Posts MapReduce programming model for Bigdata
Post
Cancel

MapReduce programming model for Bigdata

MapReduce is a processing technique and a programming model for distributed computing to deploy and process big data. MapReduce contains two important tasks: map and reduce. WordCount is a typical example of MapReduce that I will illustrate in this article

Why was Mapreduce born?

As the introduction, everyone knows that MapReduce is a combination of map and reduce, which are the two main functions in this programming method. This programming model originates from Google, or more clearly, from a Google article. The problem is the need to parallelize calculations, distribute data and have high fault tolerance.

Simple and powerful MapReduce allows automatic parallelization and distribution of large-scale computations, combined with implementations of this programming model to achieve high performance on large computer clusters of hundreds, thousands of rows. thousands of computers.

Programming model

The mapreduce model must be said to be extremely simple and easy to visualize. Programmers will only have to rewrite two functions in the MapReduce programming model: the map function and the reduce function.

WordCount example

WordCount is a classic problem to illustrate MapReduce, the idea of ​​MapReduce is written similar to the following pseudo code:

1
2
3
4
5
6
7
8
9
10
11
12
13
14
15
16
map(string key, string value){
	// key: document name
	// value: document value
	for each word w in value{
		ComputeIntermediate(w,"1"); // tính toán các giá trị key/value trung gian
	} 
}

reduce(string key, List values){
	int result = 0;
	for each v in values {
		result += ParseInt(v); // tổng hợp giá trị 
	}
	
	Write(key, result); // ghi kết quả
}
  • For example, now we need to perform a task of counting the number of occurrences of each word in a text. First we will split the text into lines, each line will be numbered. The input to the Map function will be key/value pairs that are the line/text number on that line.

  • In Map, we will separate each word in a line and assign them an initial frequency value of 1.

  • There will be a process in the middle that helps combine Map outputs with the same key together into an array of values.

  • Reduce ‘s input will be a key/value pair of the word / and an array of the frequency of that word. In Reduce, we just need to add the values ​​in the array and get the result as the number of times each word appears in the input text.

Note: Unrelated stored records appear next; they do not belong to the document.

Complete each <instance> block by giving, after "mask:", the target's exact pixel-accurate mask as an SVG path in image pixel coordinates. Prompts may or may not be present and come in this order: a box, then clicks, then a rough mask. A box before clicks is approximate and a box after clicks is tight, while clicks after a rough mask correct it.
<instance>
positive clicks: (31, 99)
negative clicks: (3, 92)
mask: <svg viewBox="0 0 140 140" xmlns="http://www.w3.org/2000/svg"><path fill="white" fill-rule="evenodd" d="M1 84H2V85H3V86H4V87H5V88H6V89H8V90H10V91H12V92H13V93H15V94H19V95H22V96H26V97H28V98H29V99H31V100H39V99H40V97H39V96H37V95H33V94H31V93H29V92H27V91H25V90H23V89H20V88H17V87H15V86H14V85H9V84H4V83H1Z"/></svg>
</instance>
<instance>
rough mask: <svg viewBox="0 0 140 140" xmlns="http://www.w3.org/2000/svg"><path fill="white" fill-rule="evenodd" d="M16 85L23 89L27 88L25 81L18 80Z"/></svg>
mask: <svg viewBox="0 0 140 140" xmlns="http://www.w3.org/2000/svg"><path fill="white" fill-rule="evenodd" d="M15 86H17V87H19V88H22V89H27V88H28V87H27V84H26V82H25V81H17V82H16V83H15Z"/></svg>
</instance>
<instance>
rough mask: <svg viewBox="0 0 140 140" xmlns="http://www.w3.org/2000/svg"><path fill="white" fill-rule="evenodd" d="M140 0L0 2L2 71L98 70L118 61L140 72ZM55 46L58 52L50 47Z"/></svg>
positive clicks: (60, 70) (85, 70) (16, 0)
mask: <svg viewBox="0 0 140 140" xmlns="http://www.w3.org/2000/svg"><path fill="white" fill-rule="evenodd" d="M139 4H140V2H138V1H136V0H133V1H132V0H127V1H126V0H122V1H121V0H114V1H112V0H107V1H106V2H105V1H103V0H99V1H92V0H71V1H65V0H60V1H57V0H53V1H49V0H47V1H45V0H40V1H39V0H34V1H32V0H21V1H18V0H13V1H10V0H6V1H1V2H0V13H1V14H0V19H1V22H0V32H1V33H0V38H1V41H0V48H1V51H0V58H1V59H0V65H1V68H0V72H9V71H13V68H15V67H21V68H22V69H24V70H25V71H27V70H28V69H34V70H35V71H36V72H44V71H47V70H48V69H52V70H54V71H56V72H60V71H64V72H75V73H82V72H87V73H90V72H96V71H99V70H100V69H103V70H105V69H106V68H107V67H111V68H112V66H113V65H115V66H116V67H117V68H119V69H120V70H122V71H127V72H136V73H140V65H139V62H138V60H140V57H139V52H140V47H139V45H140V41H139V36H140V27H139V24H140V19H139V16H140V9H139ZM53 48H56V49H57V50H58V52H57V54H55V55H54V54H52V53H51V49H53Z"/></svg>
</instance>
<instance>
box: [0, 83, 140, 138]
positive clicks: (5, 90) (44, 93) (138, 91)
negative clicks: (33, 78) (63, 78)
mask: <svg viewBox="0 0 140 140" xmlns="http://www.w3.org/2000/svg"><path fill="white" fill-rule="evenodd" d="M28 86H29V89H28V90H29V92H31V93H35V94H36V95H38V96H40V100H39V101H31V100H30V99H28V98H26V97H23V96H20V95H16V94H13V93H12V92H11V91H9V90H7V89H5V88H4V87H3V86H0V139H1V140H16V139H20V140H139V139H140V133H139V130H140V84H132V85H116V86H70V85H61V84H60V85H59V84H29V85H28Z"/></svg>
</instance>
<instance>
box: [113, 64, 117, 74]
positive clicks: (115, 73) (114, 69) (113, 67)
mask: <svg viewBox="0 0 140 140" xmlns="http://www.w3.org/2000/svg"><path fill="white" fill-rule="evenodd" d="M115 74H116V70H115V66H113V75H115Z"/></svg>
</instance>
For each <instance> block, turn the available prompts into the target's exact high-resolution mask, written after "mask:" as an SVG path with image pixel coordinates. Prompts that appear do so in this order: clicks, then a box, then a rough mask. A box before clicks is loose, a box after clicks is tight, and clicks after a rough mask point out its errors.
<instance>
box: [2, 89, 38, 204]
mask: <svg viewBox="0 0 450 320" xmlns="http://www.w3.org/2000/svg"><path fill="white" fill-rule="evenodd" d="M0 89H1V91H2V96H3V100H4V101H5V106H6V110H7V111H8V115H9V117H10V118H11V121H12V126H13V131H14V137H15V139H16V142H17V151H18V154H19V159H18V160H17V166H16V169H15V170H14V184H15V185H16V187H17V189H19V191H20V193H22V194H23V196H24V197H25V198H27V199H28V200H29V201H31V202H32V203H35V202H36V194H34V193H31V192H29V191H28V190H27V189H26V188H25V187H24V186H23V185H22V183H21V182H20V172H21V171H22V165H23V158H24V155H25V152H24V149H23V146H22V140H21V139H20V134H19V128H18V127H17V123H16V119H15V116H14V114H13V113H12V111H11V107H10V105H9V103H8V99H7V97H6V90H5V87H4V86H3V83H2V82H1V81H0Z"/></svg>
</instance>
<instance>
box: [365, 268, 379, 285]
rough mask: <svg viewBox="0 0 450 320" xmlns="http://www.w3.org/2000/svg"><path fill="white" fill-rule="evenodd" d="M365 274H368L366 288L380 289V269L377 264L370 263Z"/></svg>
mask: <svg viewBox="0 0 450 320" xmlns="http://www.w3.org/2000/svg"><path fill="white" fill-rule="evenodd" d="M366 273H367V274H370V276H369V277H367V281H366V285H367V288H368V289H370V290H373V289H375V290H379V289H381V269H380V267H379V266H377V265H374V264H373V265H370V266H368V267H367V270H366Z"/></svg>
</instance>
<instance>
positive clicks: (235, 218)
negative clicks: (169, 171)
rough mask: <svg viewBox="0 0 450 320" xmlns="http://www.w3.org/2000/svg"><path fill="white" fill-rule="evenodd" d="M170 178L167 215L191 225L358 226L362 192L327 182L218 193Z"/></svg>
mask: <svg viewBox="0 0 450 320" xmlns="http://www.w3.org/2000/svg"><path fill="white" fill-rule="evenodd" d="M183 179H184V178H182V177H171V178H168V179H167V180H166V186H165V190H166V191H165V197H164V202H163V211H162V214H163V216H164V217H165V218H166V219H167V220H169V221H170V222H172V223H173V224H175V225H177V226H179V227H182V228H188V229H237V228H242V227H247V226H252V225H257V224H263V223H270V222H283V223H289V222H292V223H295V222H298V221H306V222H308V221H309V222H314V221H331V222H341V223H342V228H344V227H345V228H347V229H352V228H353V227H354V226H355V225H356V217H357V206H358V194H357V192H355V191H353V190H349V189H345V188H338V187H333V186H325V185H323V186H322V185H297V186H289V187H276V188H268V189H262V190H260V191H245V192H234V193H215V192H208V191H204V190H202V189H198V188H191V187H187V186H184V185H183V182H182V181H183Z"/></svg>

To visualize better, you can see the following image:

When programming MapReduce, the inputs and outputs for the Map and Reduce functions are something the programmer must determine before doing. For the WordCount problem, it seems simple, but in more complex problems, bringing it to the MapReduce model is not necessarily easy.

MapReduce Model

To summarize, the two functions Map and Reduce will have input, the output will be collapsed like the pseudo code below:

1
2
map()	    : (k1, v1)       => list(k2, v2)
reduce()	: (k2, list(v2)) => list(v2)

Conclude

MapReduce is not the only model that helps parallelize well, but there are many other programming models that help process large data by parallelization. However, MapReduce is simple and accessible.

To understand more about MapReduce, you can learn and read Google’s article Mapreduce : Simplified Data Processing on Large Clusters. Of course, Google’s article not only mentions this simple model but also Deeper issues such as the requirements when building a distributed system based on the MapReduce model, improved functions, performance and experiences. In this article, I mainly talk about the idea of ​​MapReduce, the rest I will write in the article about a specific framework, Hadoop MapReduce.

This post is licensed under CC BY 4.0 by the author.